Docling + VectorLess + Gemma 3.5 Flash To Get Higher Accuracy

May 29, 2026

You hand an AI a PDF and ask it to analyze the financial statements, only to find the numbers are wrong. You ask it to summarise Article 7 of a contract, only to receive a summary of a completely unrelated clause.

Anyone who has started using AI in their work has probably had an experience like this. This isn’t because the AI is “lying,” but rather because it **cannot “find” the correct information within the document**.

Most RAG systems rely on embeddings and vector databases: breaking documents down into blocks, converting them into vectors, and using cosine similarity to find the answer.

But similarity is not inference. Daya takes a different approach, retrieving information by inferring document structure rather than through semantic search.

The document is no longer a flat collection of text, but a hierarchical structure, similar to a textbook with a table of contents.

However, PDFs have an ambiguous structure, and if they contain columns, tables, figures, or mathematical formulas, simple text extraction will not produce information that is neatly organized and readable by humans.

An effective solution to these challenges is “ Docling, “ an open-source library developed by IBM Research. Docling is a powerful tool that can convert documents such as PDFs and Word documents into structured formats like Markdown.

The other day, when I opened the Gemini app as usual, the model options had changed.
It displayed “3.5 Flash.” I thought, “Huh?” and started playing around with it for a bit — and before I knew it, 30 minutes had passed.

I was thinking something like, “Oh, another new one’s out.”

To be honest, I was initially sceptical because I’d always heard how amazing each new version of the AI model was.
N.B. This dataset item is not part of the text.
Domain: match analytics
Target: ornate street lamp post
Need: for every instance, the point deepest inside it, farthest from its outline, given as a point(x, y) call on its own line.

Flash has historically been the “fast, low-cost, and reasonably intelligent” option in Google’s AI lineup. It’s fast, but its complex inference capabilities don’t match those of the Pro version. That’s how it’s been used.

However, according to Google DeepMind’s announcement, Gemini 3.1 Pro has now outperformed it on several benchmarks for agent tasks and coding. It scored 83.6% on the agent-related metric MCP Atlas and 76.2% on the coding metric Terminal-Bench 2.1.

The idea that “Flash” is outperforming “Pro” seems a bit odd when you look at the numbers alone. But apparently, that’s what’s happening.

So, let me give you a quick demo of the live chatbot to show you how everything works.

I will upload a PDF containing many images, graphs, and tables; you can upload it in any format you want. If the file is not already a PDF, LibreOffice converts it automatically into a standardized format.

If you look at how the agent generates output, you’ll see that the agent uses docling to analyse the document layout, detecting headings, paragraphs, tables, figures, and page numbers.

When the agent finds images or charts, they are extracted and use a vision model to read the visual content and convert it into structured Markdown, including chart labels, tables, and important details and exported into Markdown and also converted into a hierarchical heading tree stored as JSON and then split into chunks and stored in chromadb for semantic search

Once the indexing is done, I asked a question: What are the key financial planning basics? The agent rewrites the query into smaller self-contained questions. ChromaDB retrieves the most relevant chunks, and the agent uses page references to pull larger sections from the heading tree for better context.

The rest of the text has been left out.